Atualmente, meu tratamento visa controlar os sintomas. Tomo medicamentos para diminuir a pressão do crânio, por exemplo, e os efeitos colaterais são bem fortes. Não sei se farei a cirurgia ou como ficará meu estado de saúde no futuro.
Penso que é importante lembrar que o diagnóstico não é o destino, mas o ponto de partida para ter um tratamento adequado.
É comum que até mesmo os médicos desconheçam as doenças raras. É fundamental buscar apoio em pessoas que passam pela mesma situação. É uma dor que só quem tem sabe.
O meu objetivo é ficar bem hoje. Busco sempre fazer atividade física, sigo o tratamento paliativo e não deixo a saúde mental de lado para não me abater pela tristeza e pelo desânimo."
Entenda a síndrome Arnold-Chiari
Trata-se de uma condição rara que ocorre após uma malformação da junção do crânio com a coluna vertebral, afetando a parte posterior da cabeça.

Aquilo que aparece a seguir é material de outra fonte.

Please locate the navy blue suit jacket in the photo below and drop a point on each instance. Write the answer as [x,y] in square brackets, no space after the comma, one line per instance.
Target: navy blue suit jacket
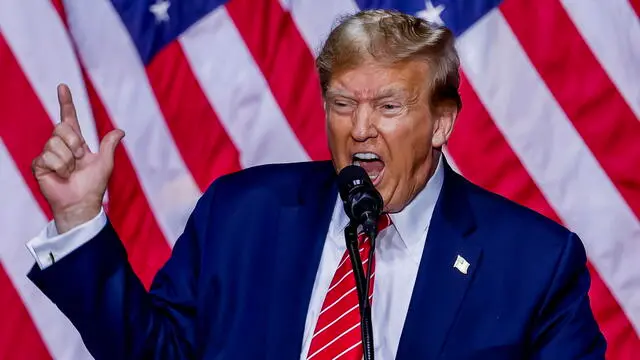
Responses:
[239,280]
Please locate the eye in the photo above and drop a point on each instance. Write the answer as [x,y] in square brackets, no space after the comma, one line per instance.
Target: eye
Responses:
[391,108]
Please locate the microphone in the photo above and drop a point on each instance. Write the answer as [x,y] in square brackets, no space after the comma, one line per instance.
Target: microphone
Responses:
[362,202]
[363,205]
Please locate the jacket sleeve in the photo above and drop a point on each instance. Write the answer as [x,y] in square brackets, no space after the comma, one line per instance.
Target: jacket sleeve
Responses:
[96,288]
[566,327]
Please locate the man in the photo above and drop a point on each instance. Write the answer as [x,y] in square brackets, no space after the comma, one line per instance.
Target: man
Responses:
[261,271]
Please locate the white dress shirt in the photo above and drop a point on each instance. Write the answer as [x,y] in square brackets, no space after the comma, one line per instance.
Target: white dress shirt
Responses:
[398,252]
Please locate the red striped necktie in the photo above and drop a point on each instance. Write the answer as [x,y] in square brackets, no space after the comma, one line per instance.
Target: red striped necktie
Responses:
[337,334]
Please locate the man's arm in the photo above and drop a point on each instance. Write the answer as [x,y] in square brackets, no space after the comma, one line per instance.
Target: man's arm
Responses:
[566,328]
[49,246]
[96,288]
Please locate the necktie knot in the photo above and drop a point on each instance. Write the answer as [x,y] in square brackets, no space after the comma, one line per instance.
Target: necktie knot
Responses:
[337,333]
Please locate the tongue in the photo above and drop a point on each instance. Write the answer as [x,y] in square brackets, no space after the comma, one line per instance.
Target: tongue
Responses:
[373,167]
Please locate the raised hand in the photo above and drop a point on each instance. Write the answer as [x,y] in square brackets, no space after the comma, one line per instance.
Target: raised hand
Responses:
[72,179]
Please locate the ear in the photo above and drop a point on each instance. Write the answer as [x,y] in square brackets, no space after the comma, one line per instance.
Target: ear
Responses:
[445,117]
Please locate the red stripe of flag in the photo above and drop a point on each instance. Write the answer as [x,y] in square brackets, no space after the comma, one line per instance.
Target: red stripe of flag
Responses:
[499,170]
[19,338]
[286,62]
[24,129]
[25,126]
[635,4]
[202,141]
[128,208]
[582,88]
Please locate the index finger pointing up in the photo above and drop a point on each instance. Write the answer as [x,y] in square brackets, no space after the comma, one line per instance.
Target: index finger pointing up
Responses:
[67,109]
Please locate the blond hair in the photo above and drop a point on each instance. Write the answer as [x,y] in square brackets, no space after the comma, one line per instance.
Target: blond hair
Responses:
[391,37]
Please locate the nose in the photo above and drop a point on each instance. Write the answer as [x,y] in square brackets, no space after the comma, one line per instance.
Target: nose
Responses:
[363,125]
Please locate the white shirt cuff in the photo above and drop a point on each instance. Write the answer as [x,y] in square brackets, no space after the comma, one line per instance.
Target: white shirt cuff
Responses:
[49,246]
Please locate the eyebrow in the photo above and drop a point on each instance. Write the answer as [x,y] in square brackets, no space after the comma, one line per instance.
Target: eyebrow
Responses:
[384,93]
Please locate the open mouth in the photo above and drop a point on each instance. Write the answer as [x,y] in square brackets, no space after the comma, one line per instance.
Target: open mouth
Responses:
[371,163]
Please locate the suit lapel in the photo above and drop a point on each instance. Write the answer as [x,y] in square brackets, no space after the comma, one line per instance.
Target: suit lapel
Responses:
[440,287]
[302,228]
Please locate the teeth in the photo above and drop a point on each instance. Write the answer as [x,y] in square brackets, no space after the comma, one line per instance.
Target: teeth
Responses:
[366,156]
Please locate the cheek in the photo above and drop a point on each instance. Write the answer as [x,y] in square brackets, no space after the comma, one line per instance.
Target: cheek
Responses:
[338,130]
[409,143]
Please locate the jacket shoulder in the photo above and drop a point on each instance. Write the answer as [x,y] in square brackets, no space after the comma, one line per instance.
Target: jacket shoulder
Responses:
[281,179]
[525,226]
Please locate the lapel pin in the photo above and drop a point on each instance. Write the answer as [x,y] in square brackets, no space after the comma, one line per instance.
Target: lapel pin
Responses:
[461,264]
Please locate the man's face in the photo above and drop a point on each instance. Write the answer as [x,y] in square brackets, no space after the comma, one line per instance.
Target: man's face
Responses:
[379,118]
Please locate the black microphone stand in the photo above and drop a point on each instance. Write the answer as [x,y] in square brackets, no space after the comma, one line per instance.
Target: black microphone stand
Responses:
[351,237]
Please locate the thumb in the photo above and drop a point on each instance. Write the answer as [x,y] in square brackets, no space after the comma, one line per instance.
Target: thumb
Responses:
[108,145]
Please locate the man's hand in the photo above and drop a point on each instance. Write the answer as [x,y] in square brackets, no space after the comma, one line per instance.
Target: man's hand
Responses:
[72,179]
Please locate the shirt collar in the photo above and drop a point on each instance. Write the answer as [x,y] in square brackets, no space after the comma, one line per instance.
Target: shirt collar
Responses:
[412,222]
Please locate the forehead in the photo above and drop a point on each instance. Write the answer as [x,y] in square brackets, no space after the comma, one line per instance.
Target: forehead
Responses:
[375,79]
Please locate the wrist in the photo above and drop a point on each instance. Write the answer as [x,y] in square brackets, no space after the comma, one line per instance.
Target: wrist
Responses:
[73,217]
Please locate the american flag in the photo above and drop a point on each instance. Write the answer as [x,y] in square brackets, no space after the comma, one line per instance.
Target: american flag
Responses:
[205,87]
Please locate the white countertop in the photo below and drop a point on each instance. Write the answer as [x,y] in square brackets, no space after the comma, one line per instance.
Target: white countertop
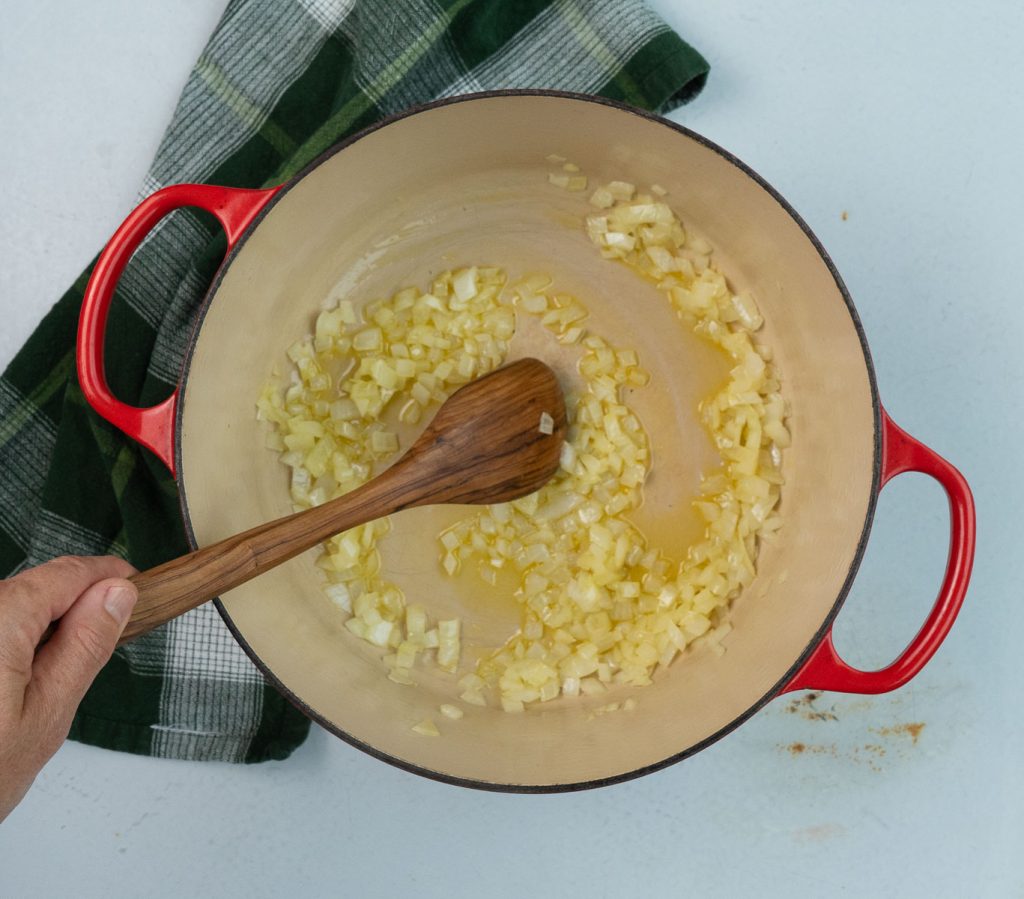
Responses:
[907,117]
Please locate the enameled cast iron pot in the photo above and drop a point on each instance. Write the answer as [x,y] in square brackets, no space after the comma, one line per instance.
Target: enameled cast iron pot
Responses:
[464,181]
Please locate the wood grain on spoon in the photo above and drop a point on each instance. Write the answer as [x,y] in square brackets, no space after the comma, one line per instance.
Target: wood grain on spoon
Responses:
[484,445]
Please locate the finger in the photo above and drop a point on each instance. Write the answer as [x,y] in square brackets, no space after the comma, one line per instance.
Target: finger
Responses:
[31,600]
[83,643]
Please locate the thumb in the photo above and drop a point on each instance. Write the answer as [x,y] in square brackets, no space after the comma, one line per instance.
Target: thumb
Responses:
[83,643]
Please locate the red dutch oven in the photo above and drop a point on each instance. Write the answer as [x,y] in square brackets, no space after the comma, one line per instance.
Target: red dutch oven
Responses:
[464,181]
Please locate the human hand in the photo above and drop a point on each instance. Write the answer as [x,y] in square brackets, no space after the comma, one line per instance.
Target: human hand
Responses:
[40,691]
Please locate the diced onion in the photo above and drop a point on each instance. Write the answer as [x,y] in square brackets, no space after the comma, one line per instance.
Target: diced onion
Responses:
[599,607]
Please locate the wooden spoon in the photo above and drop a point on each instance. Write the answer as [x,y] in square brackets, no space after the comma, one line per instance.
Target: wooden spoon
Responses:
[484,445]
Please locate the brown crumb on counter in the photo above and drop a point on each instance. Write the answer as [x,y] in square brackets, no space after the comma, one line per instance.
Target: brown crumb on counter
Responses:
[804,705]
[911,730]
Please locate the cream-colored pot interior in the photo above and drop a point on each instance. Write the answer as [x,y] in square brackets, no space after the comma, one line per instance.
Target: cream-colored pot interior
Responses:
[466,183]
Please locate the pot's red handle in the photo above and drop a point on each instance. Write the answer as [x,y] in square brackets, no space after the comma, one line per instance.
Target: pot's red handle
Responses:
[153,427]
[824,670]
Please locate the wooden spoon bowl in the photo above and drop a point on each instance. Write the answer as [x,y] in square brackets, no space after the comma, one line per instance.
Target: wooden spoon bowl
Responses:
[496,439]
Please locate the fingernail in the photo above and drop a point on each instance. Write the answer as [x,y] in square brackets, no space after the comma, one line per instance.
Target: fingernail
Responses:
[119,602]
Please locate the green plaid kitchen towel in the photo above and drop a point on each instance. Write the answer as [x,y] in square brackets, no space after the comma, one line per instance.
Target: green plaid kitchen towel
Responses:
[279,83]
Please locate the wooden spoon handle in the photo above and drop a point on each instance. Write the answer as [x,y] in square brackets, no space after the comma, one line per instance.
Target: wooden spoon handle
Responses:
[184,583]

Nessa região estão localizados o cerebelo (porção do cérebro que controla o equilíbrio) e o tronco cerebral, que são comprimidos e pressionados para baixo.

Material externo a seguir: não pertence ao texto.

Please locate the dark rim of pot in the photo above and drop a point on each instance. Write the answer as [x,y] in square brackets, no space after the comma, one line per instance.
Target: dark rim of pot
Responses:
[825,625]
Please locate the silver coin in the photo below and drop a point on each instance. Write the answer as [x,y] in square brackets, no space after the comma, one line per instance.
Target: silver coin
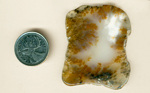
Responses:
[31,48]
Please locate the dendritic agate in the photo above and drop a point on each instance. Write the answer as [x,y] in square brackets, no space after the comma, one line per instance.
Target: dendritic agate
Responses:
[97,37]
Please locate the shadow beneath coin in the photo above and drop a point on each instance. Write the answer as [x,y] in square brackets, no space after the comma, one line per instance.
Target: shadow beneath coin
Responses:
[47,36]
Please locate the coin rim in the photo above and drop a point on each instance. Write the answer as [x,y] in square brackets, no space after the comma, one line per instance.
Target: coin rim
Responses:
[24,34]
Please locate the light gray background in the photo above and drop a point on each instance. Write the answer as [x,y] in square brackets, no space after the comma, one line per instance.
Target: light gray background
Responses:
[48,17]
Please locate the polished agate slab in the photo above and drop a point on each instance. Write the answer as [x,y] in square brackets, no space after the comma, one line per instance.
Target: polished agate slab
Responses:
[97,37]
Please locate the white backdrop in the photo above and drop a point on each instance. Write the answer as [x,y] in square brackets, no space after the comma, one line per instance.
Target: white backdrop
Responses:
[48,18]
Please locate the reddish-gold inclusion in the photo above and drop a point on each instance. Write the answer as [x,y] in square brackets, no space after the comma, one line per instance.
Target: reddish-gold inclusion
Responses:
[82,34]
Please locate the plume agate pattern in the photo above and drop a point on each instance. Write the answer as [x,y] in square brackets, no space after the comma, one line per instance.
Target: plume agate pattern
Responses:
[97,37]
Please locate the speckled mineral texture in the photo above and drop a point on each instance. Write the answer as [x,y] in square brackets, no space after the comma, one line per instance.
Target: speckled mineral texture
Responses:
[97,37]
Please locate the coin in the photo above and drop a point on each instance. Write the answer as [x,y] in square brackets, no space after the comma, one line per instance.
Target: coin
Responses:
[31,48]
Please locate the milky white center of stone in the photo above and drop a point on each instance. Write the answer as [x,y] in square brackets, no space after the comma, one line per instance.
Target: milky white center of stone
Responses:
[103,52]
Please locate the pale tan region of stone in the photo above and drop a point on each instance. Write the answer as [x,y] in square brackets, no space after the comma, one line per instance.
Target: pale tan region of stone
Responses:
[82,34]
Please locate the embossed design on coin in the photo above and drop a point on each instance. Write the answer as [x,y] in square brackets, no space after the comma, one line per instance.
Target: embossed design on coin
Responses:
[31,48]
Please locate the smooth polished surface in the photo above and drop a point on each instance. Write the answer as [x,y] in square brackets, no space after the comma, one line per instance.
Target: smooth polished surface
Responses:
[48,18]
[96,52]
[31,48]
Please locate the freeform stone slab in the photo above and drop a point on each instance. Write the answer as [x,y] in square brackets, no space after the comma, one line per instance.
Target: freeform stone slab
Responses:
[97,37]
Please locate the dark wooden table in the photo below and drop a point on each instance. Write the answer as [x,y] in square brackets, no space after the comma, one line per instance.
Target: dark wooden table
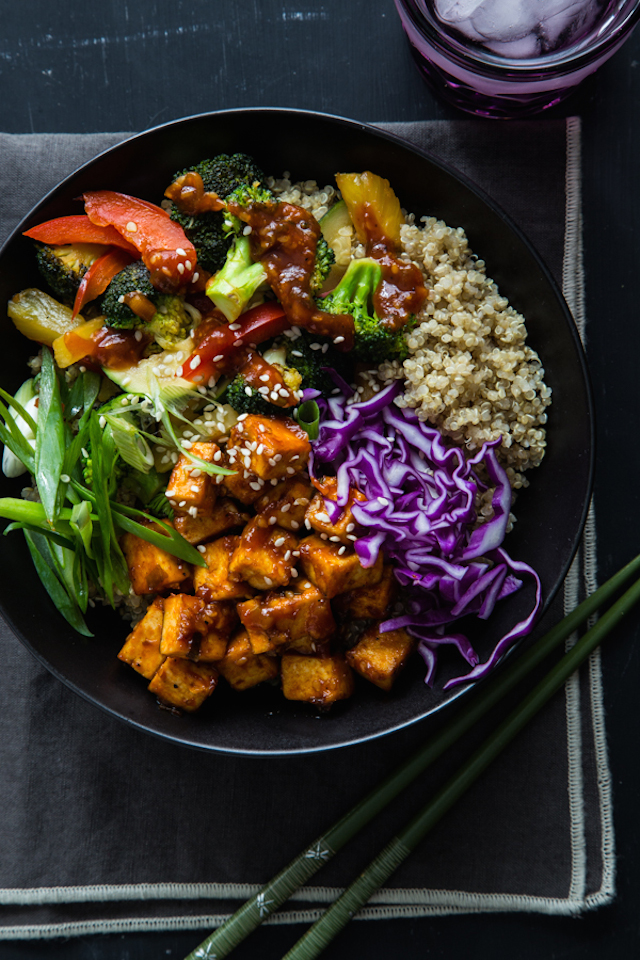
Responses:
[126,66]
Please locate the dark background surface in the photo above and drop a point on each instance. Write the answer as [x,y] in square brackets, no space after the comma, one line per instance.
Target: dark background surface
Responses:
[120,66]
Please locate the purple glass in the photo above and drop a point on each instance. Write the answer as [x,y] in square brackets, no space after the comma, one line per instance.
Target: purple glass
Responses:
[480,57]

Portanto, é comum que o indivíduo com a síndrome Arnold-Chiari apresente dificuldade de equilíbrio, perda de coordenação, problemas visuais e dores de cabeça intensas.
No entanto, a gravidade dos sintomas varia de acordo com o grau da condição:
- Pessoas com os tipos 3 ou 4 apresentam sinais mais graves e podem não desenvolver o cerebelo, tornando-se uma situação incompatível com a vida.

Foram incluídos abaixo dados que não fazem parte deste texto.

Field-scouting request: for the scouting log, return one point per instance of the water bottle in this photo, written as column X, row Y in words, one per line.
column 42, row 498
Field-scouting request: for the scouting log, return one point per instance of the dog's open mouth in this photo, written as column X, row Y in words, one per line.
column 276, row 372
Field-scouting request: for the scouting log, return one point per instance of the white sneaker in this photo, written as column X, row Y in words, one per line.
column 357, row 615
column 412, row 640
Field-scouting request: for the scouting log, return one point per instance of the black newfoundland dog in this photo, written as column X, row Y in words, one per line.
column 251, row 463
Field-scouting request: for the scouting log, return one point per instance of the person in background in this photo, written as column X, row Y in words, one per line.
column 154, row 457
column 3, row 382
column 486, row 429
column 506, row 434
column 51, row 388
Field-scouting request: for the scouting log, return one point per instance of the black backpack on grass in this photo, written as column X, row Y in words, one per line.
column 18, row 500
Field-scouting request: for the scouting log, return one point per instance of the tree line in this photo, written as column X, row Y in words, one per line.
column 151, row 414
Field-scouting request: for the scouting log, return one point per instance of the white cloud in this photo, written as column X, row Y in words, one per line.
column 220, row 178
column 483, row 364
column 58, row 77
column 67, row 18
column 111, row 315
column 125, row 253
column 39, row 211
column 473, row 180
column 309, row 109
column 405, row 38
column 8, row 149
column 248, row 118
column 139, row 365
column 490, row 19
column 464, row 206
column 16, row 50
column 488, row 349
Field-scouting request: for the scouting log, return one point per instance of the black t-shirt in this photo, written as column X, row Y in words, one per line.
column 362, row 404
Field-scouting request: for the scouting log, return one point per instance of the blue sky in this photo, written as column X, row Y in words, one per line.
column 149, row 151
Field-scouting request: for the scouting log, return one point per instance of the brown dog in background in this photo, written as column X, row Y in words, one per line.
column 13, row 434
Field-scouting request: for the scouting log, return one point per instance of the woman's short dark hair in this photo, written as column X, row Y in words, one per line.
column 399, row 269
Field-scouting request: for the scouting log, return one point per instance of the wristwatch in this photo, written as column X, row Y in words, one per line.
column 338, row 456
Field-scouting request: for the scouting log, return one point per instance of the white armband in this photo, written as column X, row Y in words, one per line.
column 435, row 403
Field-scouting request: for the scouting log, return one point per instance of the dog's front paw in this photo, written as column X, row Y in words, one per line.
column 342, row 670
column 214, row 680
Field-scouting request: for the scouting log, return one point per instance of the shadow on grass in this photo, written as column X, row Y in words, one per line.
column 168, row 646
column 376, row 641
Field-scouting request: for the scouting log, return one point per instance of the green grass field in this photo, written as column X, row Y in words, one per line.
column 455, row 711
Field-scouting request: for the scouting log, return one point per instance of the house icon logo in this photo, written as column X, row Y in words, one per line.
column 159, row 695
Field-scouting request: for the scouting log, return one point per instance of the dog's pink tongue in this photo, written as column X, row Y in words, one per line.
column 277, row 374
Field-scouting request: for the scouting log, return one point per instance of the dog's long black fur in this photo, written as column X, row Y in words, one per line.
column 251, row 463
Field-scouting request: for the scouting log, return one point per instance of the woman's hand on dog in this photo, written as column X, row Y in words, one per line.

"É difícil avaliar a prevalência porque muitos casos são assintomáticos, principalmente o tipo 1, que é o mais comum. Muitas vezes, são descobertos em exames de ressonância em pacientes que estão em investigação para outras doenças, como enxaqueca", destaca Christiane Cobas, neurologista infantil do Hospital Sírio-Libanês (SP).
Os principais sintomas são:
- Visão turva ou dupla, além de sensibilidade à luz;
- Dificuldade de coordenação motora;
- Vertigens;
- Dores de cabeça e no pescoço;
- Dificuldade na deglutição acompanhada de náuseas;
- Fraqueza muscular
"A partir do tipo 2, geralmente, esses pacientes têm dificuldade motora nos membros inferiores (paralisia, incontinência urinária e fecal). A maioria necessita de cadeira de rodas. Também podem ter hidrocefalia associada. Nos tipos 3 e 4, o quadro é bem mais grave com comprometimento motor e deficiência intelectual", complementa a especialista.
O tratamento varia de acordo com a gravidade da síndrome e os sintomas associados. Geralmente, a pessoa recebe acompanhamento regular e usa medicamentos para controlar desconfortos.
Recomenda-se evitar esportes de contato, pelo risco de piorar a pressão craniana e a compressão do tronco cerebral.
Nos tipos 2 a 4, o tratamento é cirúrgico. Nesses casos, o objetivo é reduzir a pressão intracraniana e pode ser preciso remover uma parte do crânio. Portanto, é indicada apenas em situações mais graves, que colocam a vida da pessoa em risco.